Why we should adopt biotechnology for food security

Researchers from The University of Western Australia’s Institute of Agriculture are concerned that the worldwide adoption of biotechnology to improve crop production has stalled.

The UWA Institute of Agriculture Associate Director Professor Wallace Cowling and Adjunct Professor Ashwani Pareek from Jawaharlal Nehru University in India are members of an international group of economists, plant breeders and basic plant scientists that has proposed a roadmap for future progress on the use of biotechnology to improve food security.

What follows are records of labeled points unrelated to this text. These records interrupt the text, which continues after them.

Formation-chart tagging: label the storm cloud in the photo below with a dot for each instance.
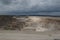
(30, 7)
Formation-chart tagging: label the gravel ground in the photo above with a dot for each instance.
(19, 35)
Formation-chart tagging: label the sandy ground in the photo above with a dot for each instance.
(19, 35)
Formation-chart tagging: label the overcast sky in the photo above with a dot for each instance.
(30, 6)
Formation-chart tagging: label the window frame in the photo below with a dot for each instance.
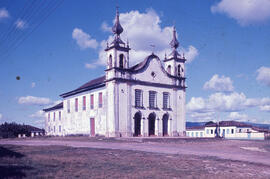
(151, 94)
(100, 99)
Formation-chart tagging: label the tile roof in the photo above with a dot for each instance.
(58, 106)
(93, 84)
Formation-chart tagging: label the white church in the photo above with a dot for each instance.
(147, 99)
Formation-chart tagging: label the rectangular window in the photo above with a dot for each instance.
(166, 100)
(76, 104)
(84, 103)
(138, 98)
(68, 106)
(100, 100)
(92, 101)
(59, 115)
(152, 99)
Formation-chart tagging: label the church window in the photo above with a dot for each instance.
(68, 106)
(100, 100)
(110, 61)
(92, 101)
(59, 115)
(169, 69)
(138, 98)
(152, 99)
(121, 61)
(84, 103)
(179, 70)
(166, 100)
(76, 104)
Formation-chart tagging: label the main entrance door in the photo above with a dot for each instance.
(137, 124)
(92, 126)
(151, 124)
(165, 124)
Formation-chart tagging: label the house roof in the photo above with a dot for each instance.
(233, 123)
(93, 84)
(58, 106)
(196, 128)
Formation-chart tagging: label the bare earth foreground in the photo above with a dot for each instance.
(83, 157)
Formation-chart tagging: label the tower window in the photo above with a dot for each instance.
(100, 100)
(152, 99)
(166, 100)
(121, 61)
(138, 98)
(76, 104)
(110, 61)
(169, 69)
(179, 70)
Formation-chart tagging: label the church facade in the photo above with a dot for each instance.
(147, 99)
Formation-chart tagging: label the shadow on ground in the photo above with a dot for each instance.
(8, 170)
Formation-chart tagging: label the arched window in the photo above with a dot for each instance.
(169, 69)
(110, 61)
(121, 61)
(179, 70)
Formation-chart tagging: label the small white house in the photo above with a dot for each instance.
(227, 130)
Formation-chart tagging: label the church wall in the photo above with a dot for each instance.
(79, 122)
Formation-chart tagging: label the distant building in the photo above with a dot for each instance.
(228, 130)
(147, 99)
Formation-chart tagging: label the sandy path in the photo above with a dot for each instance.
(232, 150)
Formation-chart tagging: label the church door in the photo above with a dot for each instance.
(151, 124)
(137, 124)
(92, 126)
(165, 124)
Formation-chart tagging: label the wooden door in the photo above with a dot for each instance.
(92, 126)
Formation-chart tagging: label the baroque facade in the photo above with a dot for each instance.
(147, 99)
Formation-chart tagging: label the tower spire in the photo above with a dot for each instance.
(174, 44)
(117, 29)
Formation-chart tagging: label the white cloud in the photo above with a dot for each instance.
(143, 30)
(83, 39)
(245, 12)
(39, 114)
(222, 102)
(20, 24)
(32, 100)
(33, 84)
(3, 14)
(105, 27)
(221, 84)
(237, 116)
(263, 75)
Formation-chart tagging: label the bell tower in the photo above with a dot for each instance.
(175, 63)
(117, 52)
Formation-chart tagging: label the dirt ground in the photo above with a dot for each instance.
(82, 157)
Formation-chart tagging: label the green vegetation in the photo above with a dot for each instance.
(11, 130)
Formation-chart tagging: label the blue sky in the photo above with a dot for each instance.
(227, 44)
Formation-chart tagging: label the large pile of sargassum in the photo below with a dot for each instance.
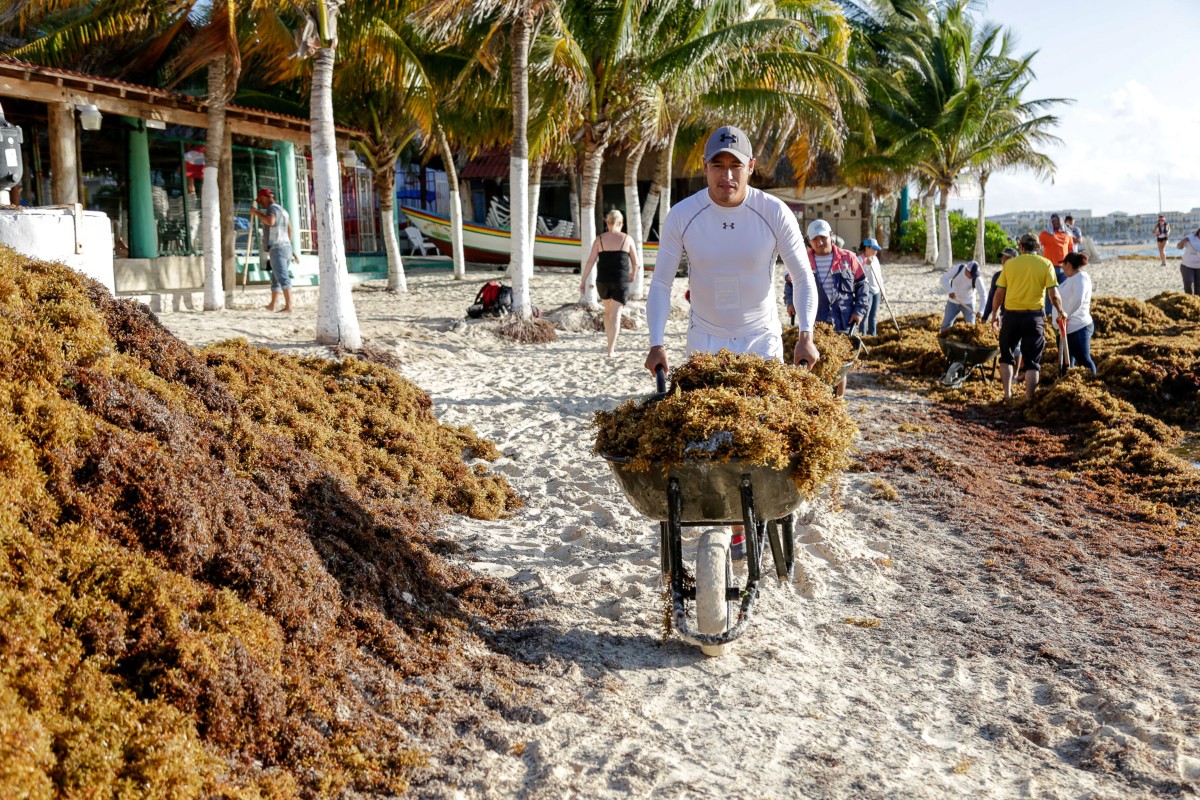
(1126, 420)
(217, 575)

The group’s opinion article ‘Gaining acceptance of novel plant breeding technologies’ was published in a special 25-year anniversary issue of Trends in Plant Science on plant breeding.

The article explained that climate change had significant and urgent risks for global food security, and that future crop production would be placed under increasing stress and reduced inputs.

Although gene editing has been proven to be a rapid and precise way to improve crop resilience, Professor Cowling said scientists were yet to convince the public of the value of adopting available plant breeding technologies.

“As scientists, we recognise the potential of new biotechnology such as CRISPR/Cas9 gene editing to improve crop resilience to global warming and drought caused by climate change,” he said.

“Future crops must have higher and more sustainable yields across a wider range of environmental variables and use less resources, particularly water and nutrients such as nitrogen and phosphorus, while having a minimal impact on the environment.”

Despite their enormous potential, new technologies have not been embraced by society and governments, and the adoption of biotechnology in crop production is stalling.

According to the International Service for the Acquisition of Agri-biotech Applications, the global adoption of biotech crops has not risen since 2017 when it reached 190 million hectares.

“Future food security depends on accelerating crop genetic improvement using all sources of valuable genes – from biotechnology or from wild relatives of crop plants,” Professor Cowling said.

“Plant genes which help us combat climate change, such as heat or drought tolerance, may be designed through biotechnology as our knowledge improves.

“Our modelling suggests that we can keep pace with climate change and improve crop yields long into the future if valuable genes for heat tolerance are integrated into optimised plant breeding schemes.”

Corresponding author Professor Christine Foyer from the University of Birmingham in the UK said plant scientists must be advocates to gain public confidence in new and emerging technologies.

“It is essential that global regulations be harmonised so that new technology may contribute to future food security,” Professor Foyer said.

The paper was authored by Professor Sven Anders from the University of Alberta in Canada, and included co-authors Dr Kapuganti Jagadis Gupta from the National Institute of Plant Genome Research in India, and Dr Sneh L Singla-Pareek from the International Centre for Genetic Engineering and Biotechnology in India.